Hepatotoxicity studies historically were performed by repeatedly dosing hepatocytes cultured on the bottom of a microplate with multiple concentrations of a test drug or compound. Because hepatocytes rapidly dedifferentiate, lose metabolic activity, and lack the communication networks found in vivo when cultured in this manner, results may be inaccurate and yield misleading claims regarding the safety of the test agent. To combat this shortfall, three-dimensional (3D) spheroidal models, such as those using hiPSC-hepatocytes, can be incorporated that allow cells to aggregate and retain typical long-term viability, functionality and communication found in vivo; allowing for the generation of repeatable, accurate data.

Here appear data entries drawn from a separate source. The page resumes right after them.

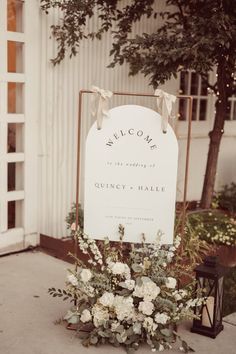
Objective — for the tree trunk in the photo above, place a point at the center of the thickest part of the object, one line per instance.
(215, 138)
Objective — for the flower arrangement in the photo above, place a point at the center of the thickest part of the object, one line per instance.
(128, 294)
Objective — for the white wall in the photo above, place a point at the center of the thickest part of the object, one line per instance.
(60, 86)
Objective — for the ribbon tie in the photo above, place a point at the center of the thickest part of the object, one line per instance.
(100, 105)
(165, 104)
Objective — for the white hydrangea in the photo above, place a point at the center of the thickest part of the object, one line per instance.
(146, 307)
(85, 316)
(148, 290)
(149, 325)
(85, 275)
(161, 318)
(71, 278)
(107, 299)
(100, 315)
(170, 282)
(119, 268)
(124, 307)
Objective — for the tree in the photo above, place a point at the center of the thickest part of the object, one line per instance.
(194, 35)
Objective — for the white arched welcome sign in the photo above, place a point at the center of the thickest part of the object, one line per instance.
(130, 176)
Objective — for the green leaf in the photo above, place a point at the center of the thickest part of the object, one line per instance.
(166, 332)
(93, 340)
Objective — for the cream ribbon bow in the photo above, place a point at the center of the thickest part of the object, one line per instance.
(99, 108)
(165, 103)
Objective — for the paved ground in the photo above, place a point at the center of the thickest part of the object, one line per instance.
(28, 313)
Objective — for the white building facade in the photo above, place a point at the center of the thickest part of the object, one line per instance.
(38, 123)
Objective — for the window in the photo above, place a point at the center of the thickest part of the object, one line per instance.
(192, 84)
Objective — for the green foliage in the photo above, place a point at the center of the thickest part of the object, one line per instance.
(227, 198)
(229, 304)
(129, 294)
(189, 34)
(213, 226)
(194, 248)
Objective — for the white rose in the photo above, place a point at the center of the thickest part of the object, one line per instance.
(170, 283)
(100, 315)
(149, 324)
(114, 326)
(148, 290)
(128, 284)
(161, 318)
(85, 275)
(72, 279)
(85, 316)
(177, 297)
(146, 307)
(73, 226)
(107, 299)
(124, 307)
(137, 328)
(118, 268)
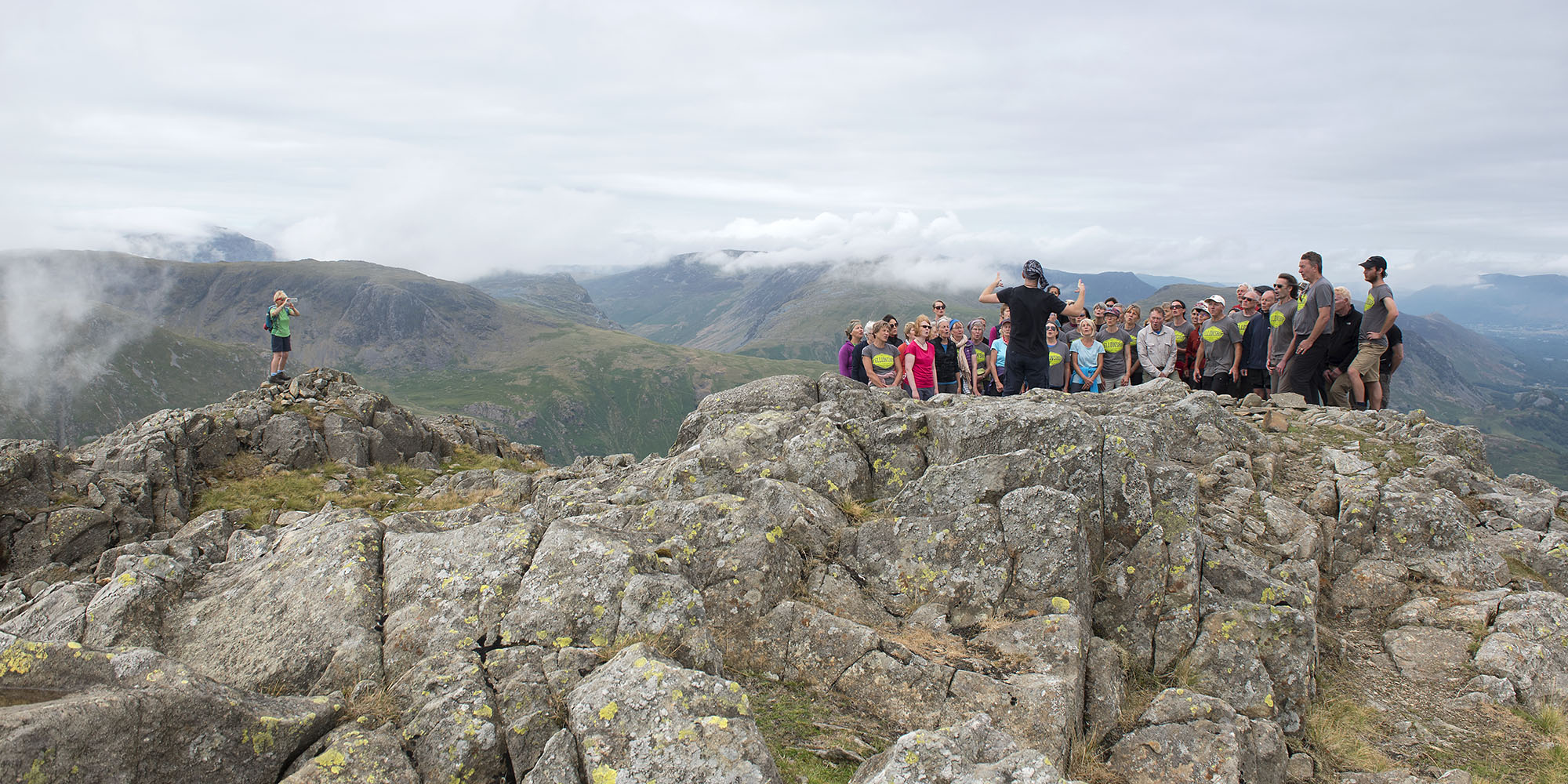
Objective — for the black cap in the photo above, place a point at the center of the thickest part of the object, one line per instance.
(1034, 272)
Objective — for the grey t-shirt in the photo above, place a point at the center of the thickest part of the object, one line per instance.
(1374, 318)
(1279, 336)
(1313, 299)
(1116, 343)
(1059, 363)
(1219, 346)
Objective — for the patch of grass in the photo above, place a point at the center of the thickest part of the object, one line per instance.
(1086, 763)
(1522, 572)
(857, 512)
(372, 710)
(1341, 733)
(247, 484)
(815, 738)
(1548, 722)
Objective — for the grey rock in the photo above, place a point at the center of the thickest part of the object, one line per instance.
(971, 752)
(322, 581)
(557, 763)
(137, 716)
(1428, 655)
(73, 535)
(289, 441)
(1105, 688)
(448, 587)
(1371, 584)
(57, 615)
(644, 717)
(355, 753)
(448, 713)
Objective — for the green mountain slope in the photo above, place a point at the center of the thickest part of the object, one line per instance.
(159, 369)
(438, 346)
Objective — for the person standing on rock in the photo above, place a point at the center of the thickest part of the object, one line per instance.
(278, 318)
(1222, 350)
(1255, 344)
(1379, 316)
(848, 350)
(882, 358)
(1116, 341)
(1029, 305)
(1392, 360)
(1341, 349)
(1282, 314)
(1315, 322)
(1158, 347)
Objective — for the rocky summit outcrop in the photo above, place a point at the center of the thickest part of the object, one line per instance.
(1144, 586)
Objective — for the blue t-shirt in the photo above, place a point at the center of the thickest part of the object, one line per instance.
(1087, 357)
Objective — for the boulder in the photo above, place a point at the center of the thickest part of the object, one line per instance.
(132, 716)
(644, 717)
(321, 583)
(971, 752)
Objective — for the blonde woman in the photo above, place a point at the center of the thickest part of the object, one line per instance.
(920, 360)
(880, 357)
(965, 354)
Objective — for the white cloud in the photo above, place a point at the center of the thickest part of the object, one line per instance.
(465, 137)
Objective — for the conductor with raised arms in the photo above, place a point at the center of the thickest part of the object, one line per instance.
(1029, 305)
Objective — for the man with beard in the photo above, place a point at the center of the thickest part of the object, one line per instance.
(1315, 322)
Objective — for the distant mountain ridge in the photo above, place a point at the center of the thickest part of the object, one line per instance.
(214, 245)
(443, 347)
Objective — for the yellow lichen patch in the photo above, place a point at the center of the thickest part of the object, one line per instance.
(21, 656)
(261, 738)
(332, 761)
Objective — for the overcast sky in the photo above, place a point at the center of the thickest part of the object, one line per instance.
(456, 139)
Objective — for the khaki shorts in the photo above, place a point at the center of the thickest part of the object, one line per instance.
(1367, 361)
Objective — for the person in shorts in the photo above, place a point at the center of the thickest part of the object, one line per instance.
(1376, 319)
(280, 313)
(1392, 360)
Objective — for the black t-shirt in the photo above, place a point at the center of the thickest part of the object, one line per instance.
(1029, 308)
(1395, 338)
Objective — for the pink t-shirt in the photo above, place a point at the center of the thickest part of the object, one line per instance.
(924, 377)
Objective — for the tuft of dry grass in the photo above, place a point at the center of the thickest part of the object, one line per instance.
(1087, 763)
(372, 710)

To meet the demand for increased hepatotoxicity testing, automation has been incorporated to streamline the procedure and reduce the need for large scale manual manipulations. Typically, included liquid handling systems have been large, expensive, and many times required placement into clean rooms for sterile processing. While this type of solution is suitable for pharmaceutical, biotech, and even larger core facilities, the size and cost can be prohibitive to the typical academic research lab. Therefore, a smaller, less expensive instrumentation set, which can still provide accurate and repeatable results, is necessary.
Here we demonstrate the ability to combine liquid handling with a novel cell imaging multi-mode reader to perform 3D hepatotoxicity studies. hiPSC-hepatocytes were aggregated into spheroids easily and efficiently using magnetic bioprinting technology. Multiple known hepatotoxicants were tested with the automation and cell model to validate the ability of the combined solution to be used to perform automated, walk-away hepatotoxicity studies in an academic setting.